The denier label is actually used quite accurately. Show me some serious discussions where people present alternatives to cap and trade, but they get slammed as "deniers". Now if all they do is say "I believe in man-made global warming but, but, but ... CHINA! INDIA! There's nothing we can do!" then they are denying something else completely. Still, it's just another brand of denial, something I've been predicting for years would occur.
dsp, on 05 June 2014 - 08:20 AM, said:
3) The honorable word "skeptic" has been ruined by people determined to make the word synonymous with denier. In my experience, the guilty parties are mainly ideologically motivated, liberal pundits and public intellectuals without science training and a political agenda.
I'm sorry, but you are flat out WRONG! The honorable word "skeptic" has been ruined by denialists claiming to be skeptics. Do a bit of research on the leading denialists out there like Christopher Monckton, Anthony Watts, Richard Tol, Heartland Institute, etc. Here are a good sources for you to grasp what real skepticism actually is and how the denialists have co-opted and destroyed the meaning of the word "skeptic",
NOT "people determined to make the word synonymous with denier." (Well, actually I may be totally wrong. The deniers calling themselves skeptics ARE trying to make the words synonymous for their own purposes.)

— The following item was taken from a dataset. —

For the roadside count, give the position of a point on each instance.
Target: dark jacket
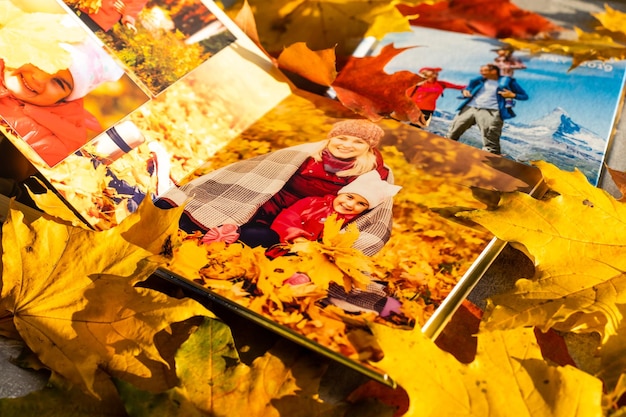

http://www.realclima...a-real-sceptic/
http://www.skeptical...al-science.html
dsp, on 05 June 2014 - 08:20 AM, said:
4) Nate Silver uses the term "healthy skepticism," basically a person who accepts AGW is happening but is appropriately skeptical about some particular point or other, and who does not veer into claims AGW is not happening at all.
5) Nate Silver, not Heartland or any other RW org, put me onto the points about the models. Silver has math training. His specialty is directly relevant to a key aspect of the debate: the reliability of models for making accurate predictions. My points about the models are from The Signal and The Noise: Why So Many Predictions Fail But Some Don't, Chapter 12, "A Climate of Healthy Skepticism."
6) I went back and looked at that chapter. Silver quotes one specialist affiliated with Heartland. He also quotes Michael Mann, among others, on the other side. I'm not going to make up my mind about Heartland until I can do more research. Meanwhile, I trust that Silver has enough expertise and judgment not to quote a person with no credibility at all on the topic.
You're sounding like you believe climate scientists have no skepticism. On the basics, they really don't. Why? Overwhelming evidence. That's how science works. On specifics they have many. And I'd love to know who the "one specialist affiliated with Heartland" is so I can see if Silver understands the source he selected. BTW, does Silver note just how right the climate scientists have been on the big trends like global temperatures, sea level rise, loss of polar and glacial ice mass, etc.?
There are many specific things being debated and studied further in climate science today, and that's good and necessary. The problem is, they aren't really being debated in the political world, only the scientific world. And those who don't want to do anything about the problem now (mostly due to profit motives) have no interest in the separation of settled science and real skepticism, even though they call themselves "skeptics".
Simply put, you're pissed off at the wrong people.